We close our eyes to what we are doing and ignore that pretty much anything can be ‘proved’ with supporting evidence found online today.
Pure confirmation bias
For example, if it is my profoundly held belief that ghosts exist then my online search criteria is likely to be looking for examples of past ghost sightings and not a more open-minded and objective approach to the subject.
Google being the giant that it is will no doubt furnish me with millions of websites to back up my beliefs and bingo I have my proof and because it doesn’t make any waves in my current belief structure I am willing to overlook and ignore the blatant confirmation bias.
If you are routinely drinking alcohol to excess and you have a ‘dull ache’ in your right flank that may even be radiating around to your back then you need to stop drinking immediately and see a doctor. Pain or discomfort in this area of a problem drinker is likely to be associated with distress to the liver and or pancreas.
You may be tempted to think that if it was a serious problem then the pain could not be described as a dull ache, surely you may postulate that serious damage would result in serious pain? In my particular case, I could never honestly describe myself as being in pain but more that I was conscious that something was wrong.
Delusion and denial
For example, I would always sleep on my left side because it was uncomfortable to lie on my right, it felt as though there was a hard lump in the mattress. Would you believe I even considered buying a new bed, despite the screamingly obvious fact that it was only comfortable when I lay on one particular side?
How about that for confirmation bias?
The reason the mildness of the pain is not a reason for reassurance is down to the composition of the liver. This amazing organ is the most forgiving of the human body, if you treat it with respect it will filter the toxins out of your body and even repair itself when it gets damaged. Unless you drink poison for decades and then it gets to the point where it says ‘enough is enough – I give in’.
When your liver says ‘I give in’ that’s it I am afraid, its game over you are a dead man or dead woman walking.

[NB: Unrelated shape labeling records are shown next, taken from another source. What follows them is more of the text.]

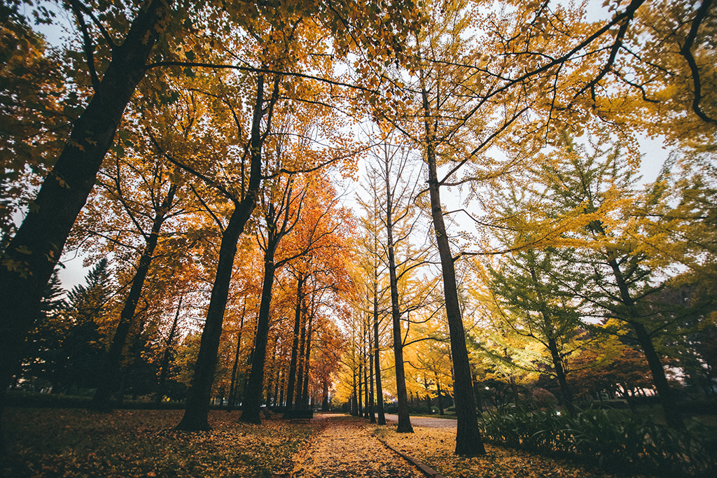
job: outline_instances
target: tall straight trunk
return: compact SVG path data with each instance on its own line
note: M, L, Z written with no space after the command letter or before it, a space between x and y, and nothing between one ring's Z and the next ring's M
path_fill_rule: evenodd
M356 406L356 373L354 371L351 373L353 379L353 387L351 392L351 415L356 416L358 414L358 407Z
M247 315L247 299L244 299L244 307L242 309L242 321L239 325L239 333L237 334L237 350L234 355L234 365L232 367L232 383L229 388L229 404L227 411L234 410L237 401L237 369L239 368L239 353L242 350L242 332L244 331L244 318Z
M455 379L453 390L457 429L455 436L455 453L459 455L485 454L475 413L475 400L470 376L470 363L465 345L465 331L458 302L458 288L455 280L455 264L450 252L450 243L443 221L441 207L440 184L436 171L435 137L431 126L431 109L421 72L421 92L425 118L426 161L428 166L428 190L431 199L431 216L433 230L441 259L443 274L443 294L445 298L446 317L450 334L451 356L453 358L453 373Z
M277 90L275 81L275 92ZM244 232L244 226L252 215L257 204L259 186L261 183L262 146L264 136L261 124L265 115L270 123L272 107L276 102L276 93L272 95L270 107L264 107L264 77L259 75L257 80L257 92L254 104L254 116L252 120L250 140L251 171L249 184L244 198L235 208L229 218L227 228L222 234L219 257L217 264L217 273L212 287L209 307L206 311L204 329L201 333L199 353L194 365L194 375L186 398L186 408L181 421L176 426L178 430L198 431L209 430L207 415L209 412L209 398L214 379L217 355L222 336L224 314L229 297L229 282L234 258L237 254L237 242ZM269 125L267 128L270 128ZM242 414L243 415L243 414Z
M549 336L548 338L548 350L550 351L551 359L553 362L553 368L555 368L555 375L558 378L558 383L560 386L560 395L562 396L563 403L567 408L568 411L571 414L575 413L575 406L573 404L573 395L570 393L570 388L568 387L568 381L566 378L565 368L563 367L563 358L560 355L560 350L558 350L558 343L556 341L555 338L552 336L553 332L551 329L553 329L553 321L551 320L551 316L550 312L547 310L547 300L543 298L543 294L540 292L540 287L538 287L541 283L540 278L538 275L538 272L534 267L535 258L532 254L530 254L531 263L529 264L531 278L533 279L533 283L536 286L537 290L537 297L538 302L540 303L540 313L543 317L543 323L546 329L546 335ZM508 353L507 350L505 352L506 355ZM516 379L511 376L511 384L514 384ZM518 388L516 386L513 385L513 395L516 397L516 404L518 404Z
M280 407L284 406L284 392L286 391L285 387L286 386L286 369L282 368L281 371L281 382L279 383L279 401L277 405Z
M374 268L374 365L376 367L376 406L379 412L378 424L386 424L384 412L384 388L381 383L381 361L379 359L379 284L378 271Z
M375 396L374 395L374 354L371 350L371 328L369 328L369 384L371 387L369 393L369 418L371 423L376 423L376 413L374 410Z
M657 390L660 402L663 406L665 420L672 426L684 428L685 424L682 421L682 414L680 411L680 408L678 406L675 395L670 388L667 376L665 375L665 369L663 368L660 356L655 350L652 340L645 325L635 320L635 317L638 317L637 307L635 307L635 300L630 295L627 284L622 276L622 272L620 270L619 265L614 259L608 261L608 264L612 269L613 275L615 277L615 283L617 285L617 287L620 292L620 299L627 307L627 313L630 315L629 318L630 320L628 320L628 322L635 330L637 341L640 342L640 347L642 348L642 353L645 353L645 358L647 359L647 365L650 366L650 371L652 376L652 383L655 384L655 388Z
M148 2L115 47L102 82L72 126L70 140L45 178L34 205L10 241L0 267L0 420L5 391L19 370L25 340L38 316L45 285L70 231L112 146L127 104L144 77L147 59L171 14L172 1ZM4 450L0 421L0 453Z
M555 341L555 339L551 338L548 340L548 348L550 350L550 356L553 361L553 367L555 368L555 375L558 378L558 384L560 386L560 394L562 396L563 402L565 403L565 406L568 408L568 411L571 414L574 414L575 405L573 404L573 394L570 393L570 388L568 386L565 369L563 368L563 359L560 356L560 352L558 350L558 344ZM511 379L513 382L516 381L516 379L513 378L513 377L511 377ZM514 393L517 400L517 389ZM516 403L517 404L518 402L516 401Z
M366 333L364 333L364 340L366 340ZM364 361L364 401L366 406L364 407L364 416L365 418L369 418L371 416L371 402L369 401L371 395L369 393L369 370L371 367L368 366L366 363L366 350L361 353L361 359Z
M436 389L438 392L438 414L445 415L443 411L443 397L441 394L441 381L438 379L438 374L436 373Z
M296 280L296 309L294 312L294 334L291 342L291 363L289 365L289 383L286 391L286 408L294 407L294 386L296 381L296 365L299 353L299 331L301 328L301 301L304 276L299 274Z
M313 318L314 315L312 312L309 315L308 324L307 325L306 350L304 354L304 383L301 393L301 407L304 409L308 408L309 406L309 368L311 364L311 335L313 335Z
M388 168L386 168L388 169ZM399 405L399 433L413 433L411 417L408 411L408 397L406 394L406 373L403 363L403 338L401 334L401 310L399 305L398 279L396 276L396 258L394 253L394 233L391 184L388 171L386 177L386 233L389 247L389 281L391 287L391 318L394 333L394 360L396 363L396 391Z
M304 310L304 317L306 317L306 311L305 310ZM306 320L305 318L304 320ZM296 397L295 397L295 398L294 400L295 408L300 408L301 406L301 405L300 405L301 392L302 392L302 387L303 386L303 384L304 384L304 349L306 347L306 326L307 326L307 325L308 324L306 324L305 322L302 325L302 327L301 327L301 335L300 335L300 339L299 339L299 341L300 343L300 345L299 345L299 363L297 365L297 371L296 371L296 377L297 377L296 378L296 381L297 381L297 385L298 386L297 386L297 388L297 388L297 390L296 390Z
M164 349L164 354L162 356L161 371L159 373L159 383L157 386L157 395L154 397L154 403L159 404L164 398L164 383L167 380L167 371L169 368L169 360L172 356L172 342L174 341L174 335L176 333L177 325L179 322L179 311L181 309L181 301L184 297L179 297L179 302L177 304L177 311L174 314L174 320L172 321L172 328L169 330L169 337L167 338L167 346Z
M217 275L212 288L204 330L201 333L199 353L187 394L184 415L176 426L178 430L197 431L210 429L207 414L209 412L212 385L214 379L214 368L222 336L224 309L229 296L234 257L237 252L237 242L244 229L244 223L246 222L241 222L243 216L239 208L234 209L229 225L222 234Z
M162 201L161 206L155 213L154 221L152 223L152 230L147 236L147 244L145 246L142 256L140 257L137 272L132 279L129 294L125 300L125 305L120 313L120 322L117 325L115 335L112 339L112 345L105 355L105 360L98 377L98 387L92 397L90 406L98 410L108 410L110 408L110 398L115 390L119 375L120 363L122 361L122 350L127 342L130 330L135 322L135 312L137 310L137 303L142 297L142 288L144 287L149 266L154 256L154 249L159 240L159 231L166 219L166 214L174 201L174 194L177 186L171 184L167 191L167 196Z
M328 411L328 381L323 380L321 389L321 411Z
M362 393L363 392L363 389L361 388L362 383L361 383L361 371L362 371L362 369L363 369L363 365L364 365L364 363L361 360L361 358L359 357L359 359L358 359L358 395L357 396L357 398L358 398L358 416L361 416L361 415L364 414L364 406L363 406L363 404L364 404L363 403L364 395L363 395L363 393Z
M262 391L264 383L264 362L266 359L267 341L269 337L270 315L271 307L271 290L274 285L276 270L274 254L276 244L270 246L264 254L264 284L262 286L262 302L259 306L257 318L257 333L254 338L254 356L252 358L252 371L244 396L242 408L242 421L260 424L260 416Z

But wait, Craig, I think you are being a little dramatic there are you forgetting about liver transplants? No, my friend, I have considered the possibility of a transplant and you are still done for.
The math dooms you;
by the time you realize you have destroyed your liver, you will be given between three and six months to live. There are currently eighteen thousand people in the United States awaiting a liver transplant and the average wait time is around three hundred and thirty days, long after you are in the ground I am afraid.
The liver doesn’t complain about the vast amount of abuse you are throwing at it because it contains virtually no nerve endings. The dull ache you feel is not coming from the liver, as it is unable to detect pain. However, as the liver becomes inflamed and swells and deforms it presses on other nearby sensitive organs in the abdomen.
If you are experiencing the dreaded drinker's dull ache it may mean that your liver is now so swollen that it is applying enough pressure on other parts of your body to cause you pain.
Pain In Right Side: Ready to take action?
I am telling you from experience, don’t waste time trying to find an alternative explanation online and do not miss what might be your last chance to act before you do irreversible damage and become person 18,001 waiting for a liver that will never arrive.